There was no WTI settlement on Tuesday because of the US holiday, so trade yesterday had a catching up with Brent’s gains the previous day.
According to Reuters, both benchmarks hit their highest level in nearly two weeks during Wednesday’s session.
Saudi Arabia, the world’s biggest crude exporter, on Monday, said it would extend its voluntary output cut of 1 million barrels per day to August.
It was later joined by Russia and Algeria, which lowered their August output and export levels by 500,000 barrels per day and 20,000 barrels per day, respectively.
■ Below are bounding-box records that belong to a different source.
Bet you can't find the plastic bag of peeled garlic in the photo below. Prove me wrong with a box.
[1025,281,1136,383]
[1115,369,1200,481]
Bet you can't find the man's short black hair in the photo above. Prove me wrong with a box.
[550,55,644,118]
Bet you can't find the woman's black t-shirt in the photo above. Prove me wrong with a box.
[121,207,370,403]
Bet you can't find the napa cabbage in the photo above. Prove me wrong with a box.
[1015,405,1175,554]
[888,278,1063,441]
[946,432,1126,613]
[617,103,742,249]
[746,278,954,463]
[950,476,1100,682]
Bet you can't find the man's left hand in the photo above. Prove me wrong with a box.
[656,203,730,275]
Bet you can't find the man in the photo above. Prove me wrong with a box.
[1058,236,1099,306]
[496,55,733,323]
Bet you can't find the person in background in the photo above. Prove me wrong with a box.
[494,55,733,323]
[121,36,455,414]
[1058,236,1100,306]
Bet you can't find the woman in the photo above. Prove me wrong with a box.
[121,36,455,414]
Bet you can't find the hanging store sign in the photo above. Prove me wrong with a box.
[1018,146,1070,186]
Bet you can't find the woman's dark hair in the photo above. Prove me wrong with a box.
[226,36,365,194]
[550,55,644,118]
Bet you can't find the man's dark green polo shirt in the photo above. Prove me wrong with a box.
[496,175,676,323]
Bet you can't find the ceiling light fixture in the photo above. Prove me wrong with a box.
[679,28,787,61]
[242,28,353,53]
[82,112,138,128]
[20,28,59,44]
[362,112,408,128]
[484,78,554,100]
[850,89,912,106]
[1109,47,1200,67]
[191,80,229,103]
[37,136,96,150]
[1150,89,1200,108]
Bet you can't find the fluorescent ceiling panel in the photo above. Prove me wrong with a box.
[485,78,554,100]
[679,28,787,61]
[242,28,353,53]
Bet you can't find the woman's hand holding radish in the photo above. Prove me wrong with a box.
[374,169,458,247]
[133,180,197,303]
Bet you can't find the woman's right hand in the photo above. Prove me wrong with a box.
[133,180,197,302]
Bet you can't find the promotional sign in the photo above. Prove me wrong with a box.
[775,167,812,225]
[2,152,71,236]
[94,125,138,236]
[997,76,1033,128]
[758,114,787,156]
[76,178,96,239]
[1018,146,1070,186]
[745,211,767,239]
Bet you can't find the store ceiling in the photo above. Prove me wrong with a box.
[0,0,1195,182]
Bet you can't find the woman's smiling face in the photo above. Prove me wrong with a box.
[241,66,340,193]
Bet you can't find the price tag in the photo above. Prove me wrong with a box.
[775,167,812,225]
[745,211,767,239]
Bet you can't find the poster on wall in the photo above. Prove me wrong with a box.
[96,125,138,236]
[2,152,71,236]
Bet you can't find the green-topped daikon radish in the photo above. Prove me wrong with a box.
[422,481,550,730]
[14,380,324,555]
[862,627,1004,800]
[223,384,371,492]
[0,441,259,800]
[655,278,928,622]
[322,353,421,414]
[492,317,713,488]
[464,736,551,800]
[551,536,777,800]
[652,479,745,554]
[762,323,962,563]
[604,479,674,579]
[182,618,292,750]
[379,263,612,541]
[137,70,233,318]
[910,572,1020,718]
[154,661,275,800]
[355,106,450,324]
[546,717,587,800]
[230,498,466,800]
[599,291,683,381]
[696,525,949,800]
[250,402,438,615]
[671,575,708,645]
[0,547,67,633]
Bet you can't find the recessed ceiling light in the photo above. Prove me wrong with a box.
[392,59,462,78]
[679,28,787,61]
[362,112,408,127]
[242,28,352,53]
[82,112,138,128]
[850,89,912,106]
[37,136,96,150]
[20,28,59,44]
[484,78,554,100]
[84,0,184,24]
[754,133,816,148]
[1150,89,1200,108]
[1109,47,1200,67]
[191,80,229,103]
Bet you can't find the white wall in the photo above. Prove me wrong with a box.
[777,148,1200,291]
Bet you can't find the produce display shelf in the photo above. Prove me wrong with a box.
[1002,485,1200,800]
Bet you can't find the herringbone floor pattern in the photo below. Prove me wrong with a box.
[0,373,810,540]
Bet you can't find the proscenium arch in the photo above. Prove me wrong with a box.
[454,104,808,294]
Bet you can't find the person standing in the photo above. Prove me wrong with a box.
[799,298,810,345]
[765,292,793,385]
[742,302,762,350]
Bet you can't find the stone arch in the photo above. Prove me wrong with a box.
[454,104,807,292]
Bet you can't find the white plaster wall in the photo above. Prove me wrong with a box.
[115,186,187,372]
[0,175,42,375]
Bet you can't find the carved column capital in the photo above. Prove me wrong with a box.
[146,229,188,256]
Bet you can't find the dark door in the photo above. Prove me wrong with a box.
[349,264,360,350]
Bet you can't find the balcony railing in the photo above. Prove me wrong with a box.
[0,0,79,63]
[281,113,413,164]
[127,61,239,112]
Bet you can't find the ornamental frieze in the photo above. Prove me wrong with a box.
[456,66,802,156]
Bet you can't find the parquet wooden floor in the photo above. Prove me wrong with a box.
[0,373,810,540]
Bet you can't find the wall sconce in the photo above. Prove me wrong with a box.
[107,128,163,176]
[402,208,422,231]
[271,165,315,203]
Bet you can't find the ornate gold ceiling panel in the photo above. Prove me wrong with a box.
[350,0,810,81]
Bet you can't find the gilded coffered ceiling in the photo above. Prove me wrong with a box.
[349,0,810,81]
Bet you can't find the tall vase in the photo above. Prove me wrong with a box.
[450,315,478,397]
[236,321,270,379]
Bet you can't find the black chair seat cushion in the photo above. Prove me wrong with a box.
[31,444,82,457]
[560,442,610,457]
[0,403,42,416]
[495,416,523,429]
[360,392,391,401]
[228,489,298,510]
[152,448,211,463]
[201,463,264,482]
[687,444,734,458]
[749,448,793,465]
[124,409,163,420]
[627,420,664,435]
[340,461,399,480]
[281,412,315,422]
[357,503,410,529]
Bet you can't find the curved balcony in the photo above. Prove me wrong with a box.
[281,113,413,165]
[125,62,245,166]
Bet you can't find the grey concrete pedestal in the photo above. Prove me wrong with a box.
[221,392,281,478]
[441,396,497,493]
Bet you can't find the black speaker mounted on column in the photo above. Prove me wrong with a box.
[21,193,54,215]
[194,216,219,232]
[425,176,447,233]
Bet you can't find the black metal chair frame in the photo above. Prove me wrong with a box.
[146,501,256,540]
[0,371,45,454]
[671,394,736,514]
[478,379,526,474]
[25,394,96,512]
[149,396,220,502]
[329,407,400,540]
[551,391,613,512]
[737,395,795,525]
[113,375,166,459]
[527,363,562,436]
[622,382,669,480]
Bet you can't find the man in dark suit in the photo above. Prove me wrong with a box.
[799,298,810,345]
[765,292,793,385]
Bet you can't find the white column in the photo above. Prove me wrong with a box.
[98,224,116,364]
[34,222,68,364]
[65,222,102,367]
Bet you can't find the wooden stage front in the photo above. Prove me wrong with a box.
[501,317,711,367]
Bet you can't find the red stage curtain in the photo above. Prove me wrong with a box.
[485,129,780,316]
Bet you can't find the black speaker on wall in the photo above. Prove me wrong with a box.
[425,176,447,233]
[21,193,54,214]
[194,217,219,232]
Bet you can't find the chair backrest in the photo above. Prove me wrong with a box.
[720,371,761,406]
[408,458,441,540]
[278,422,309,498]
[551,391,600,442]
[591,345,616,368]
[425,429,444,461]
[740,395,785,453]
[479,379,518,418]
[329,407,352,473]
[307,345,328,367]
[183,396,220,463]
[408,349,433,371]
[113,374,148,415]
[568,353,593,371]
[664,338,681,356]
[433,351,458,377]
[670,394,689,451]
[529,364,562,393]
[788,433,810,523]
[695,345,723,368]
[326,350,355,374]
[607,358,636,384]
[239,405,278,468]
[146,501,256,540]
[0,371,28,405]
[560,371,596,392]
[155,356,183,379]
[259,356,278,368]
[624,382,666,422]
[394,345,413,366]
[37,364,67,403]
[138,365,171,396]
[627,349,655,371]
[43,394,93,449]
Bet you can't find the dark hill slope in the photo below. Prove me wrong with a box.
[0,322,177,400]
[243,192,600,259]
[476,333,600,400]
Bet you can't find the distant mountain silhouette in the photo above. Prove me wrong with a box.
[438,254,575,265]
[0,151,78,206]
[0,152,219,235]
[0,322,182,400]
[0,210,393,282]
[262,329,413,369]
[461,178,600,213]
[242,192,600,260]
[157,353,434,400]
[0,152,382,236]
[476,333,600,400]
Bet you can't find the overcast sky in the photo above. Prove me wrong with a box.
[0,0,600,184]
To affirm this, Saudi energy minister Prince Abdulaziz bin Salman said in the midweek session that Russia-Saudi oil cooperation is still going strong as part of the Organisation of the Petroleum Exporting Countries and its allies, OPEC+.
He said they will do “whatever necessary” to support the market.
“Part of what we have done (on Monday) with the help of our colleagues from Russia was also to mitigate the cynical side of the spectators on what is going on between Saudi and Russia on that specific matter,” Prince Abdulaziz said.
“It is quite telling seeing us on Monday coming out with not only our (oil cut) extension… but also with validation from the Russian side,” he added.
Meanwhile, Morgan Stanley lowered its oil price forecasts, predicting a market surplus in the first half of 2024, with non-OPEC supply growing faster than demand next year.
Recent surveys have shown a slump in global factory activity, reflecting sluggish demand in China and Europe.
In the eurozone, manufacturing contracted faster than initially thought, as persistent policy tightening by the European Central Bank (ECB) squeezed finances, and in Britain, the pace of decline steepened as optimism faded.
In Asia, factory activity expanded marginally in China, adding to evidence the world’s second-largest economy lost steam in the second quarter.
Market attention is also focused on interest rates, with US and European central banks expected to increase rates further to tame stubbornly high inflation.
Weekly data from the American Petroleum Association (API), followed by government data from the Energy Information Administration (EIA), is expected on Thursday after both were delayed by a day because of the holiday.